There are some things you can do to counteract this:

-Think and react as the characters do. Take them seriously. Don’t assume they’ll die saving the hero’s life, and see what else there might be for them to do.
-Study the habits of real animals. For example, African gray parrots are clever and so on, but they shit all over the place, frequently. What’s your hero going to do if he wants to look really impressive and his telepathic parrot has just dumped a load of green liquid down his back?
-Be able to envision your animal/human hybrid clearly—what traits might make it easy for them to do things that humans can’t do, sure, but also what traits might make it hard for them to do things that humans do without a thought. Say they’re snake/human hybrids speaking human. How well do they do this without lips?
-Embody yourself in the characters. Think of the way that a dog would see the world. Sight’s not going to be the most important sense. Obstacles that a human would leap over become a problem. The dog would probably not refuse to kill a rabbit just because its human partner was a timid nature-worshipper who wanted to cuddle the rabbit, and he wouldn’t be disgusted by raw meat. Be able to know what it’s like moving on four feet, no feet, two feet and two wings, or fins as you do what it’s like moving on two.

8) Go beyond all this. What distinctions might matter to your characters that don’t matter to us? For that matter, what might your characters be that hasn’t even been envisioned yet?

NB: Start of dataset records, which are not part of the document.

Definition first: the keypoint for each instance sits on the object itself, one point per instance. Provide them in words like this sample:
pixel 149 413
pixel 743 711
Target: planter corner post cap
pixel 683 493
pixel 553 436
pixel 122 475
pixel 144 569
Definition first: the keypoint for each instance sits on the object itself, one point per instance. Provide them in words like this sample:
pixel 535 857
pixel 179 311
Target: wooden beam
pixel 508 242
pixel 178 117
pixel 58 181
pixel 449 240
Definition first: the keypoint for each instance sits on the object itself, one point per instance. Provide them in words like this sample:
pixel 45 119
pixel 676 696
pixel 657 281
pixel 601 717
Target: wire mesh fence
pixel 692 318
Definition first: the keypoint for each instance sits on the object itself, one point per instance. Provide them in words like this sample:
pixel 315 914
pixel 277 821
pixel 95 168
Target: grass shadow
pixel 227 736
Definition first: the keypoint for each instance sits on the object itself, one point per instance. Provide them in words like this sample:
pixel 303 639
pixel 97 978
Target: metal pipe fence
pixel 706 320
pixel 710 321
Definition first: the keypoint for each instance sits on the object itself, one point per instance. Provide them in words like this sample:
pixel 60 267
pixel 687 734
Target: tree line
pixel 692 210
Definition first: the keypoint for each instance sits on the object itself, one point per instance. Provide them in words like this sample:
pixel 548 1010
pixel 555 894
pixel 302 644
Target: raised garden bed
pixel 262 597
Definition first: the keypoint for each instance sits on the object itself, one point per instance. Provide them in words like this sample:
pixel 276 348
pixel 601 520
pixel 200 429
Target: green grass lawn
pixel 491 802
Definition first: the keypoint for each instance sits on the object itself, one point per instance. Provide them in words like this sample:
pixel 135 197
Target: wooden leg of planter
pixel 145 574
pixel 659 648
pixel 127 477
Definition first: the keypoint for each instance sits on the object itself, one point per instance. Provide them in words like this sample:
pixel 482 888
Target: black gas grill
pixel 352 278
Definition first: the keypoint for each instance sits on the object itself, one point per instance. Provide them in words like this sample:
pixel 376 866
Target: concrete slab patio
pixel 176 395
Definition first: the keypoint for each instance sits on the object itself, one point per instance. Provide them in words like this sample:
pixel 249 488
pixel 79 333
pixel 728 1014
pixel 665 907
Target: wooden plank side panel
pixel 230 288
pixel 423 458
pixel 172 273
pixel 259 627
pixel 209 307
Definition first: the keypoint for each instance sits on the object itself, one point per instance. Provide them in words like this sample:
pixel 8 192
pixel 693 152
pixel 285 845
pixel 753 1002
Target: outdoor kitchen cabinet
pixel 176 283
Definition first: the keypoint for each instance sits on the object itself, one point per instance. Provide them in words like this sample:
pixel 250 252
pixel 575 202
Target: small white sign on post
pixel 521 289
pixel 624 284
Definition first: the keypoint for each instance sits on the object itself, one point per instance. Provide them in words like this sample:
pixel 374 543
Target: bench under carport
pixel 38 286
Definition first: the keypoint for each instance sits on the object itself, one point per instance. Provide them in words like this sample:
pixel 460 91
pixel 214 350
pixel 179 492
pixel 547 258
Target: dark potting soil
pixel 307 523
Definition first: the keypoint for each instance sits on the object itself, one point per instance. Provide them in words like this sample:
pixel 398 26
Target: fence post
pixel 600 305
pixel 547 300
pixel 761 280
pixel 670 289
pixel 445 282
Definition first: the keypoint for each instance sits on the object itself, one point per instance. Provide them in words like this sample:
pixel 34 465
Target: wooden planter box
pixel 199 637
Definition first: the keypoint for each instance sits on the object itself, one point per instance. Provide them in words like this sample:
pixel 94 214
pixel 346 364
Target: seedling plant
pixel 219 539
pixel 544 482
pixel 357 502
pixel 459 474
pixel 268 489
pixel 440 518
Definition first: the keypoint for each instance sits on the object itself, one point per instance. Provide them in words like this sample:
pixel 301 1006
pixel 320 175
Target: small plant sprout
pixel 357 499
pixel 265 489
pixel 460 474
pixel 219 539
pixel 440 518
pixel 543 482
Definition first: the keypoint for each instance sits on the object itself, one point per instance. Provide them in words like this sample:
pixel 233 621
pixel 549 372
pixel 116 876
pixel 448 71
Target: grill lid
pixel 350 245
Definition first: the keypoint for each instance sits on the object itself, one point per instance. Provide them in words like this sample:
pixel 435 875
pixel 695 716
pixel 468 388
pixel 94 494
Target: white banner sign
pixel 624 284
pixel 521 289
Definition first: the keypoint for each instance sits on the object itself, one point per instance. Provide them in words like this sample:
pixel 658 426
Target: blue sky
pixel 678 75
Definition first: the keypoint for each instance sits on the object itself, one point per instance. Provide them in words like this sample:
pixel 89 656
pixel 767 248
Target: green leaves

Eye color is one example that doesn’t matter to a whole lot of humans in modern Western society, except on the level of personal attractiveness. Yet say it gets linked to magic in your world, and then it could become a matter of life and death. Would babies with eye colors that indicated they had no magic be treated less well, or even killed? Would people who had eye colors on the border lead uncertain lives? Perhaps a flourishing trade in magic or contacts to conceal and change eye color would spring up, and how would the government respond to that? What happens to the blind?

What about shapeshifters? What if they could turn into more than one animal, or into rocks, into trees, drops of water, the wind? That’d be one nasty enemy to fight. What would it be like to write from the point of view of a shapeshifter who could attain any form, or live in a world where you should be polite to the nearest rock, because you never know when it might turn into a tiger and try to eat you?

Protagonists don’t have to be human, humanoid, or animalian. Make up something else instead. Make up creatures that survive on magic as natural resources. Make up sentient plants or deep-sea organisms. Choose settings where humans would have a hard time surviving, like the extreme polar ice caps, the bottom of the ocean, the open broiling desert, the sky without magic, and see what would live there. The necessities of creation like that will spin new plots and new characters by necessity. How would you write someone who doesn’t eat, sleep, mate, or die? What kind of concerns might they have?